Put simply: when Zwift started, it was not designed as a competitive system. It was designed to make riding indoors *fun*, and that it does.

But ever since the dawn of Zwift, people have raced on Zwift. And there has been one consistent challenge: can we have racing that is fair and fun please?

To split races into categories for a more engaging/competitive experience, a categorisation system emerged: A, B, C, and D, (effectively) set by the rider’s maximum 20-minute w/kg power. This was a very good start, but an ideal next step would be a ranking system which ranks each rider, say between 0 and 1000 with 10% of riders in each 100. In this article and the next, a reasonable way of doing that will be explored. Let’s dive in!

## The Data

From data that is now easily available online through ZwiftPower, it is possible to see which of 8 possible power rankings most correlates to race results. Those eight measures are: 15-second power, 1-minute power, 5-minute power, and 20-minute power, each measured both in watts and in watts per kilogram (wkg).

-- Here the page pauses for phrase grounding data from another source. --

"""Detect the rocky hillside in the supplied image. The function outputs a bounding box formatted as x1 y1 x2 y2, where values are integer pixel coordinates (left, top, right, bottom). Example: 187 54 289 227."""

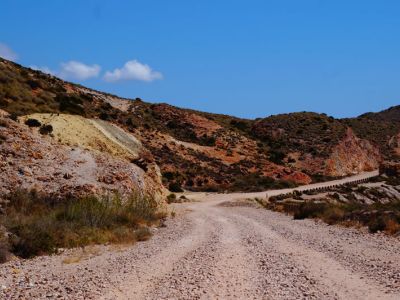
0 110 164 203
0 57 398 193
359 105 400 122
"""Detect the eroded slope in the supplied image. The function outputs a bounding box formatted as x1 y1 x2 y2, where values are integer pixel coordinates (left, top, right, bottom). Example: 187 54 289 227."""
0 111 164 201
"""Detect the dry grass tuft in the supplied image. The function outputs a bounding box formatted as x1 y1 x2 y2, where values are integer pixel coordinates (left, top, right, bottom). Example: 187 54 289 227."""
62 255 83 264
62 246 102 264
384 219 400 235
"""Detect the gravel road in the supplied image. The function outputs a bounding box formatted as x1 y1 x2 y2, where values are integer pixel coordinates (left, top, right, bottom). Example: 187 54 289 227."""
1 192 399 299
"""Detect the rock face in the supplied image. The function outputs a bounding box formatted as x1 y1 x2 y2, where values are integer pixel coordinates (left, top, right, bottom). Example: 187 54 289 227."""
325 128 381 176
20 113 144 160
388 133 400 157
0 114 165 202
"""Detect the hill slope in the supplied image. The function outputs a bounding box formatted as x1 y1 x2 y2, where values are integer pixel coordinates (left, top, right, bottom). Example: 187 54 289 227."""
0 111 164 201
0 57 398 192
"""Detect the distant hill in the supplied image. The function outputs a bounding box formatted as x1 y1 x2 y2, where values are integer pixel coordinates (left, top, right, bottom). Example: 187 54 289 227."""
359 106 400 122
0 57 398 192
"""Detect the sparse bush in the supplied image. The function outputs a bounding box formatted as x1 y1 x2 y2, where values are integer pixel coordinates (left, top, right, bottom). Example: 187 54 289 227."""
135 227 152 241
9 113 18 121
166 193 177 204
266 197 400 235
99 112 110 120
293 202 326 220
321 206 345 225
0 243 9 263
269 150 285 165
231 173 297 192
385 219 400 235
199 134 216 146
10 220 57 258
230 119 249 131
368 217 386 233
24 118 41 127
169 182 183 193
57 94 85 115
0 132 6 144
39 124 53 135
0 228 10 263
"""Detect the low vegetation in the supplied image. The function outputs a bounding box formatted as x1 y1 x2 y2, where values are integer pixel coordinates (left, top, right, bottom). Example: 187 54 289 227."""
39 124 53 135
252 112 347 159
0 189 164 260
166 193 177 203
166 193 190 204
168 182 184 193
265 198 400 235
230 173 297 192
24 118 41 127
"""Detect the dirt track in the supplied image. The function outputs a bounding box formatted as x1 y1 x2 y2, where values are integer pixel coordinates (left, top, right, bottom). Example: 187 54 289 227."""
1 189 399 299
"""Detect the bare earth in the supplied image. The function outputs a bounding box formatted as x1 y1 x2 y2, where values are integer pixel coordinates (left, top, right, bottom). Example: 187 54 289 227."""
1 190 400 299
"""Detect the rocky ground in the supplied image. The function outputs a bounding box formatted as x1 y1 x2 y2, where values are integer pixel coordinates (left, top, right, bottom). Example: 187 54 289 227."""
0 192 399 300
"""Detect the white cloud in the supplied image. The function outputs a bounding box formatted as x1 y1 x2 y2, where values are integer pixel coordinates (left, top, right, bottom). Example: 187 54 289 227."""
104 60 163 82
30 65 55 75
59 61 101 80
0 43 18 61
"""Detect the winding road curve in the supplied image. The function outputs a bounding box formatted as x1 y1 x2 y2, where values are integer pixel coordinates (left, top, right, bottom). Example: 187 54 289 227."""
1 170 399 300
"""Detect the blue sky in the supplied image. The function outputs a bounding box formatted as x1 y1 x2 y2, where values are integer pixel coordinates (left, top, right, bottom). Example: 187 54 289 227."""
1 0 399 119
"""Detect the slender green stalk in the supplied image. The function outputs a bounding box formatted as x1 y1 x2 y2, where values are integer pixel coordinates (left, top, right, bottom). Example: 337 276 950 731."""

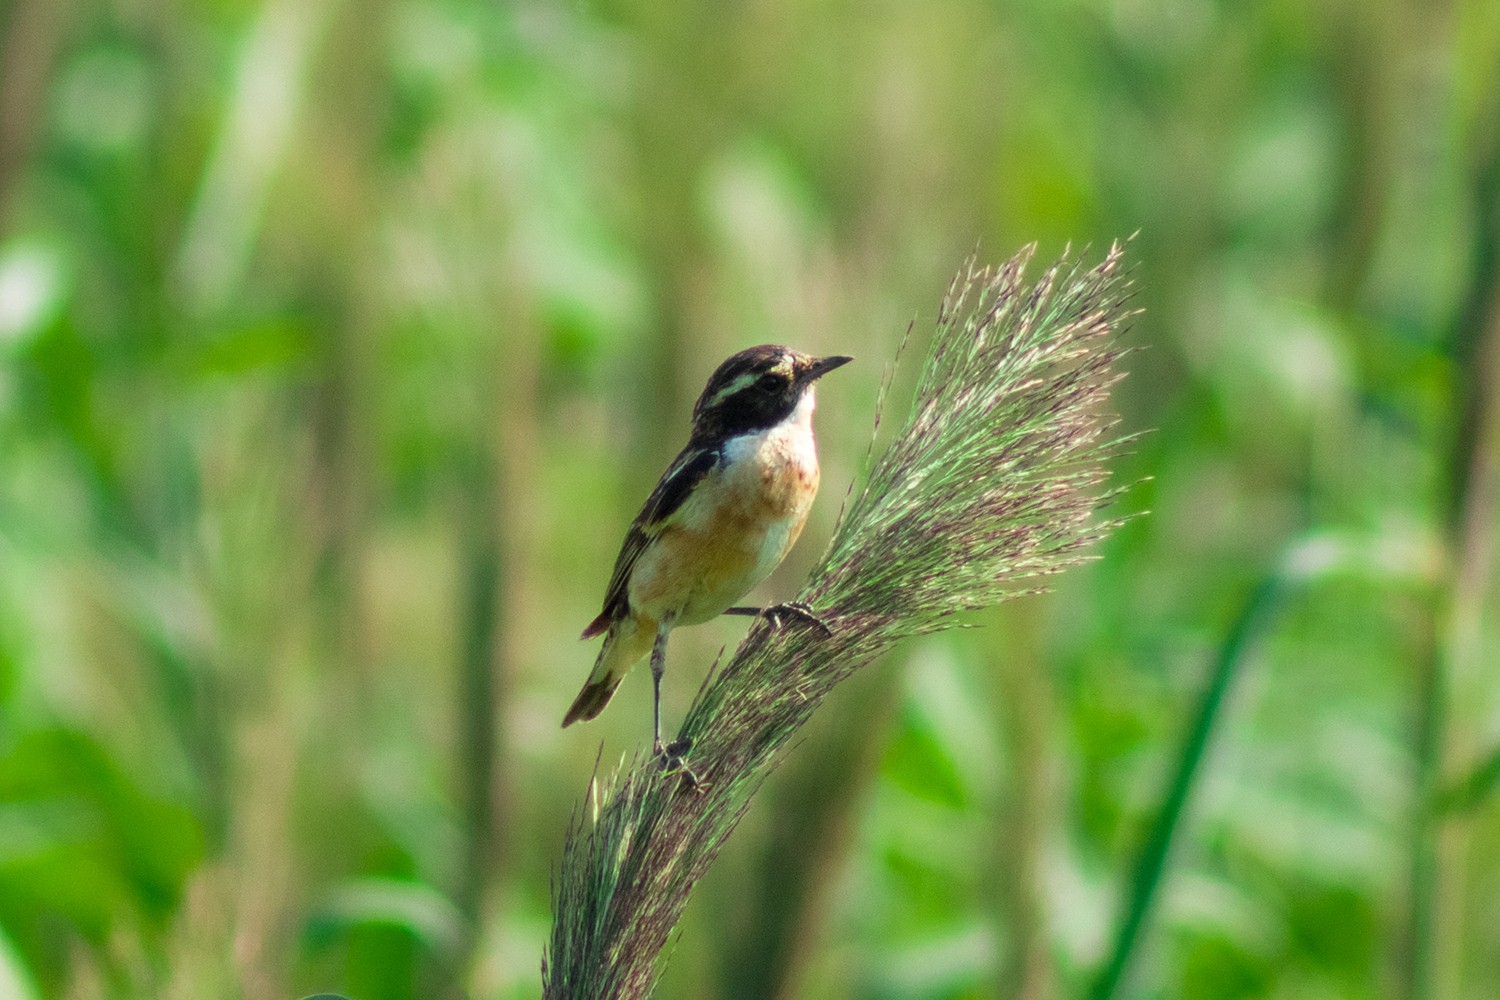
1408 99 1500 1000
457 481 501 929
994 612 1053 1000
1406 636 1443 1000
543 244 1136 1000
1088 572 1285 1000
1087 531 1423 1000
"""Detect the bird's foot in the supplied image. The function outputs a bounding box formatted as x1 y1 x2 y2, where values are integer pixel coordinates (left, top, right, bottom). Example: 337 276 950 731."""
723 602 832 636
654 737 706 792
761 601 833 637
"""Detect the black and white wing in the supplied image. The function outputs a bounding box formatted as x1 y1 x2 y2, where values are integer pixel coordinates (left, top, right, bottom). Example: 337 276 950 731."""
580 444 721 638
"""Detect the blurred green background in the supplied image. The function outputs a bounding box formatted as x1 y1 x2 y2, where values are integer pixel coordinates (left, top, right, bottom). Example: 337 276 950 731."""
2 0 1499 997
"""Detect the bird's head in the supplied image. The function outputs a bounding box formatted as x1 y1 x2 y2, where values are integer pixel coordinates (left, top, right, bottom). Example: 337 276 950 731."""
690 345 852 441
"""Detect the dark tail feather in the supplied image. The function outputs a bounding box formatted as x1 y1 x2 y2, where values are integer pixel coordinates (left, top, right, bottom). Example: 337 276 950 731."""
580 609 612 639
562 674 623 727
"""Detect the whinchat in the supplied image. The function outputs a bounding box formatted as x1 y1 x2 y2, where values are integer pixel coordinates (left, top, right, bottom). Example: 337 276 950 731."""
563 344 852 769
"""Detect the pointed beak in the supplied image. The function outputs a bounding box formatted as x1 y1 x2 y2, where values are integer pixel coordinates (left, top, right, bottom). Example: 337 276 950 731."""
804 354 853 381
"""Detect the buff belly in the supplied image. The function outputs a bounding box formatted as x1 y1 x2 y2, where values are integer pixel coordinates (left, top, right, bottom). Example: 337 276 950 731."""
628 417 820 626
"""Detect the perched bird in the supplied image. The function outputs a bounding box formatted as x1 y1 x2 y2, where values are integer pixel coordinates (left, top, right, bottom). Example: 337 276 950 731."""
563 344 852 768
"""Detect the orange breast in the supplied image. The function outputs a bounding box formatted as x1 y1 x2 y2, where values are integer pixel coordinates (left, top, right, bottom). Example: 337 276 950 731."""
628 432 819 627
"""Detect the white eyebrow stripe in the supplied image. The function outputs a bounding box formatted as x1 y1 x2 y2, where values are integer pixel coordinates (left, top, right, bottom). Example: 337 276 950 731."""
705 372 760 408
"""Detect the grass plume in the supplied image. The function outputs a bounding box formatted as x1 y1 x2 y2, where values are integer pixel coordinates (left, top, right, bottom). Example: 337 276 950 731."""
543 243 1137 999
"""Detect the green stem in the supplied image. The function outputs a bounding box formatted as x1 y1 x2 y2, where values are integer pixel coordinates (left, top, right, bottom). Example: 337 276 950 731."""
1404 637 1443 1000
1408 96 1500 1000
1089 572 1286 1000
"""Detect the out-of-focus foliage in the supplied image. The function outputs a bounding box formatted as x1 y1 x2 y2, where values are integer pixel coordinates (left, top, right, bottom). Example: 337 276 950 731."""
0 0 1496 998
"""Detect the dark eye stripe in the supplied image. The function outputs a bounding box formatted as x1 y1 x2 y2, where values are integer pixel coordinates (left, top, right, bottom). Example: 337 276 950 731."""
688 346 806 441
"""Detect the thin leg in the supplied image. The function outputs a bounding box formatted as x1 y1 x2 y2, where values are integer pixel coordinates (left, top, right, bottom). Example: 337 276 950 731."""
650 622 670 756
647 618 700 789
724 601 832 636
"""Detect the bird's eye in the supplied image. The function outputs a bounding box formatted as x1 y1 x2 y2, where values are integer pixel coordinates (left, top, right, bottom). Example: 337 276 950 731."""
758 373 781 388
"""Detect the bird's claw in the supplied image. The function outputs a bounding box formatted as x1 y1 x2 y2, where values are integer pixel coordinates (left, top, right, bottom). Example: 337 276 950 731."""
654 737 706 792
762 601 833 637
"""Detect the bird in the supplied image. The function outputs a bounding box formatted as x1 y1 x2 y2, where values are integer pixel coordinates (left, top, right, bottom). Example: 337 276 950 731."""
562 344 852 771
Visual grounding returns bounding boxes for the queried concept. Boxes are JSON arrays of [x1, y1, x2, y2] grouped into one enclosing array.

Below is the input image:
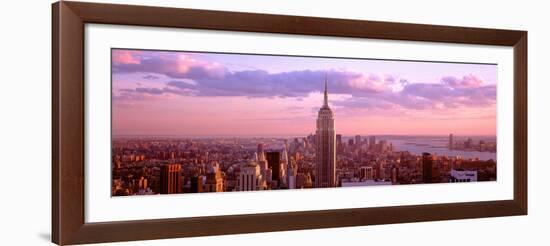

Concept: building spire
[[323, 73, 328, 107]]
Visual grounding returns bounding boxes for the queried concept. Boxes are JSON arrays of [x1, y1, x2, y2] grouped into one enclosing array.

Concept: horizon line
[[112, 134, 497, 138]]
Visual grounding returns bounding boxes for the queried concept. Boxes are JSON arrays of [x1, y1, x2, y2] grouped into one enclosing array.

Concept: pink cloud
[[112, 50, 141, 65], [442, 74, 483, 88], [344, 73, 389, 93], [110, 49, 497, 136], [113, 50, 227, 80]]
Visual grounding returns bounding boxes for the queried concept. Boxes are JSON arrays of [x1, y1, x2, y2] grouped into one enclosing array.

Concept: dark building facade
[[190, 175, 203, 193], [422, 152, 433, 184], [266, 151, 281, 183], [391, 166, 399, 184], [160, 164, 182, 194]]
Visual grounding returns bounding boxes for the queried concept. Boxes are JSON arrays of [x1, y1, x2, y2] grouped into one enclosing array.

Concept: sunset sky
[[111, 49, 497, 137]]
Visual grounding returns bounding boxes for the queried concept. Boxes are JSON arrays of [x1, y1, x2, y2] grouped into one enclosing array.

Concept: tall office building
[[422, 152, 433, 184], [375, 162, 386, 180], [379, 140, 388, 152], [257, 143, 265, 155], [266, 151, 281, 184], [256, 152, 269, 184], [257, 143, 266, 162], [360, 166, 374, 180], [204, 161, 224, 192], [286, 159, 297, 189], [391, 166, 399, 184], [369, 136, 376, 149], [280, 146, 289, 187], [355, 135, 362, 148], [336, 134, 343, 154], [160, 164, 182, 194], [315, 76, 337, 188], [190, 175, 203, 193], [465, 138, 473, 148], [449, 134, 454, 150], [237, 160, 265, 191]]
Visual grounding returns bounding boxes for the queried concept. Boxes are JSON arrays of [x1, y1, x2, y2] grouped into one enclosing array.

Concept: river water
[[376, 136, 497, 161]]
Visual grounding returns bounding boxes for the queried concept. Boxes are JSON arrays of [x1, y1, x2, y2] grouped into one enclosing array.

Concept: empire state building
[[315, 76, 336, 188]]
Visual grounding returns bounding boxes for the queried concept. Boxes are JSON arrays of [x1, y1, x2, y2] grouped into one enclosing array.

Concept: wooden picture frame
[[52, 1, 527, 245]]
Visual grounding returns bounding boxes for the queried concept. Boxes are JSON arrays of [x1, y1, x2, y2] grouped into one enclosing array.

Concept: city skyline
[[112, 49, 497, 137], [111, 49, 497, 196]]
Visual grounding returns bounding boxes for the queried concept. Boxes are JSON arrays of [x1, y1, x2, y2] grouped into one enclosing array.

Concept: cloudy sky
[[111, 49, 497, 137]]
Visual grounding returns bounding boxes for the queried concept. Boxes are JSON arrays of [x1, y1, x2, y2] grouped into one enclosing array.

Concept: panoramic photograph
[[111, 48, 497, 196]]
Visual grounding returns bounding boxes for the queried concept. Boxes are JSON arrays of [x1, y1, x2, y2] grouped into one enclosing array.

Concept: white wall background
[[0, 0, 547, 245]]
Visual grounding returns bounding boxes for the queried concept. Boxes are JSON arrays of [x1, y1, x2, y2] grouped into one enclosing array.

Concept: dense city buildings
[[111, 79, 497, 196], [110, 47, 499, 197], [111, 133, 497, 196]]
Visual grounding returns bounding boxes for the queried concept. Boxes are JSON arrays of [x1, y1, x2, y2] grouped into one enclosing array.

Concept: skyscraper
[[204, 161, 224, 192], [369, 136, 376, 150], [379, 140, 388, 152], [449, 134, 454, 150], [266, 151, 281, 184], [280, 146, 289, 187], [422, 152, 433, 184], [360, 166, 374, 180], [257, 143, 266, 162], [287, 159, 297, 189], [190, 175, 203, 193], [256, 152, 269, 185], [355, 135, 362, 148], [237, 160, 265, 191], [315, 76, 336, 188], [336, 134, 343, 154], [391, 166, 399, 184], [160, 164, 182, 194]]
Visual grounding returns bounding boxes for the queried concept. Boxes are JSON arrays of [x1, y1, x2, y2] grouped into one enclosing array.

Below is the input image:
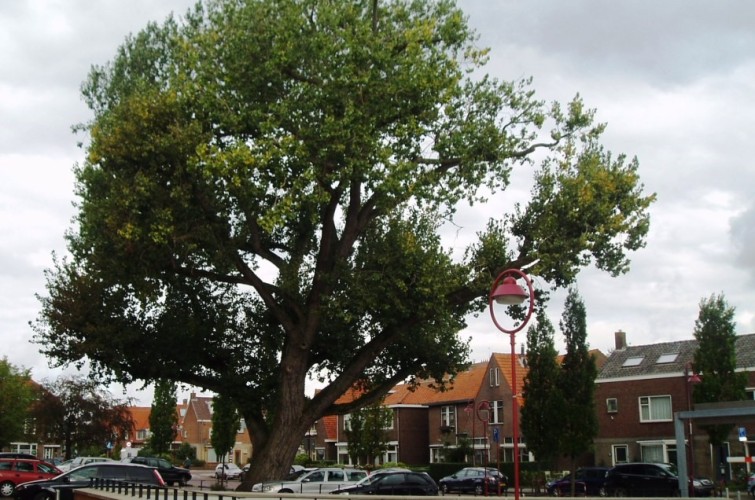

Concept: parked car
[[57, 457, 113, 472], [334, 470, 438, 496], [251, 467, 367, 493], [13, 462, 165, 500], [546, 467, 609, 496], [0, 453, 37, 460], [439, 467, 506, 495], [747, 472, 754, 497], [604, 462, 714, 497], [125, 457, 191, 486], [0, 458, 61, 497], [215, 463, 243, 479]]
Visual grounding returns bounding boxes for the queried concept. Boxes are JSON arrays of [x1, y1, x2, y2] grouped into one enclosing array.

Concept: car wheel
[[33, 492, 54, 500], [0, 482, 15, 497], [599, 487, 607, 497], [441, 484, 449, 494], [614, 488, 628, 497], [474, 483, 484, 496]]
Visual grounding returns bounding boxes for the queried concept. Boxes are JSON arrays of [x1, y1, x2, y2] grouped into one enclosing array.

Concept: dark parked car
[[335, 471, 438, 496], [0, 459, 60, 497], [13, 462, 165, 500], [126, 457, 191, 486], [439, 467, 506, 495], [546, 467, 609, 496], [604, 462, 714, 497], [0, 453, 38, 460]]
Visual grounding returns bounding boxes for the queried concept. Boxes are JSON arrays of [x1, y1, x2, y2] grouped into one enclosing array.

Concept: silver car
[[252, 467, 367, 493]]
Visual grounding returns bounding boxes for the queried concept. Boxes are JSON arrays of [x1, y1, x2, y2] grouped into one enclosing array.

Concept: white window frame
[[606, 398, 618, 413], [441, 406, 456, 428], [490, 400, 504, 424], [612, 444, 628, 465], [489, 368, 500, 387], [639, 395, 672, 422]]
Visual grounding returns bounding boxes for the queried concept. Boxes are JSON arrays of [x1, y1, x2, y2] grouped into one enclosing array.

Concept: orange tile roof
[[322, 415, 338, 441], [493, 353, 527, 404], [129, 406, 152, 431]]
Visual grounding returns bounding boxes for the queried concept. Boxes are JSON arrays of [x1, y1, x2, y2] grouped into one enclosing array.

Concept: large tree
[[692, 293, 746, 448], [148, 379, 178, 455], [0, 358, 35, 449], [520, 310, 562, 468], [556, 288, 598, 496], [32, 0, 654, 486], [30, 375, 133, 459]]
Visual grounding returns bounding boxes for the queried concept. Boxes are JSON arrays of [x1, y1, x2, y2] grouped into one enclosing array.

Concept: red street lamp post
[[489, 269, 535, 500], [477, 400, 491, 495], [685, 362, 702, 496]]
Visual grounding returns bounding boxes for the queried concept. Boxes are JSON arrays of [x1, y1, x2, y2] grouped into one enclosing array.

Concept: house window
[[490, 368, 500, 387], [746, 388, 755, 400], [606, 398, 618, 413], [441, 406, 456, 428], [612, 444, 628, 464], [639, 395, 672, 422], [343, 414, 351, 430], [490, 400, 504, 424]]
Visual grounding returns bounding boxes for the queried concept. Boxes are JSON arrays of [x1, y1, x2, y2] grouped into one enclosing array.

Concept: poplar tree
[[692, 293, 746, 448], [212, 394, 241, 468], [148, 380, 178, 455], [556, 288, 597, 496], [521, 310, 562, 467]]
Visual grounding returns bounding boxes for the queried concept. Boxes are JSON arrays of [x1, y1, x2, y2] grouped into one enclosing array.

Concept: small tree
[[30, 375, 133, 459], [211, 394, 240, 467], [521, 310, 562, 468], [556, 288, 598, 496], [692, 294, 747, 455], [0, 358, 35, 449], [148, 379, 178, 455], [345, 402, 393, 467]]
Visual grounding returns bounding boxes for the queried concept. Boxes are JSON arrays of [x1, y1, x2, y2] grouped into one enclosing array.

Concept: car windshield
[[659, 463, 678, 477]]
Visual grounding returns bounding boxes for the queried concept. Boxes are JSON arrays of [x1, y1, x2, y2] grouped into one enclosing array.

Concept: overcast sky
[[2, 1, 754, 405]]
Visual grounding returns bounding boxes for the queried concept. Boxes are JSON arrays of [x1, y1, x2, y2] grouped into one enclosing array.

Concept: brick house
[[594, 331, 755, 480], [178, 393, 253, 465]]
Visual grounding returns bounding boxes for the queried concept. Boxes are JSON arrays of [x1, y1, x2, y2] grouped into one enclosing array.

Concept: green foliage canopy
[[32, 0, 654, 483], [345, 402, 393, 466], [0, 358, 35, 449]]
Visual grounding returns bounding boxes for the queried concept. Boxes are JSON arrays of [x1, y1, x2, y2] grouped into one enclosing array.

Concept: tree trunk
[[236, 418, 307, 491]]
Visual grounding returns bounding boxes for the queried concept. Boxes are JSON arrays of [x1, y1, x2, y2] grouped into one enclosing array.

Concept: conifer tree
[[212, 394, 241, 470]]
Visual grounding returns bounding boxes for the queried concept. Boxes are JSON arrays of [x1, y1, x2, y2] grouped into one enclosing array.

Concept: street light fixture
[[489, 268, 535, 500]]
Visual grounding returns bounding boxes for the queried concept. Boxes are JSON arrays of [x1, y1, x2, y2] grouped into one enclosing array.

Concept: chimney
[[615, 330, 627, 350]]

Furthermore, a wonderful team of DIRT riders recently put on the Dirt Racing Series. This provided a series of races by the same group of riders. Using the rider power data and the race results allows us to look at how a rider’s power metric links to their race placing:

The left chart shows the 20-minute power (in w/kg) of the riders by place in the race for the lowest category (combined C and D) on the crit-style race in the series. On the right, 1-minute power (in watts) of the riders by place in the same race. The graphs are a bit skewed by the different scales on the left, which make comparison hard. To make things clearer, the data can be scaled so that the highest power in the set is scaled to 1, and the other power values are scaled accordingly. The data then looks like this:

Clearly, the second one (1-minute power in watts) influenced the outcome more than the first one (20-minute power in w/kg).

## The Analysis

There are a number of ways to work out the correlation between data (in this case, each of the 8 power measures), and a result (in this case, race rank). In this analysis, three ways were picked for comparison: The slope of the best line fit, the Pearson coefficient, and the Spearman coefficient. On the graphs above you can see these for the data (as well as the covariance, which was there for sanity checking the results).

They are negative (as expected) because the line goes downwards, (*ie* the less power, the higher (in number) the finish position). The bigger (*ie* more negative) the measures are, the more that that input (rider’s power data) is linked to the output (their finishing position in the race).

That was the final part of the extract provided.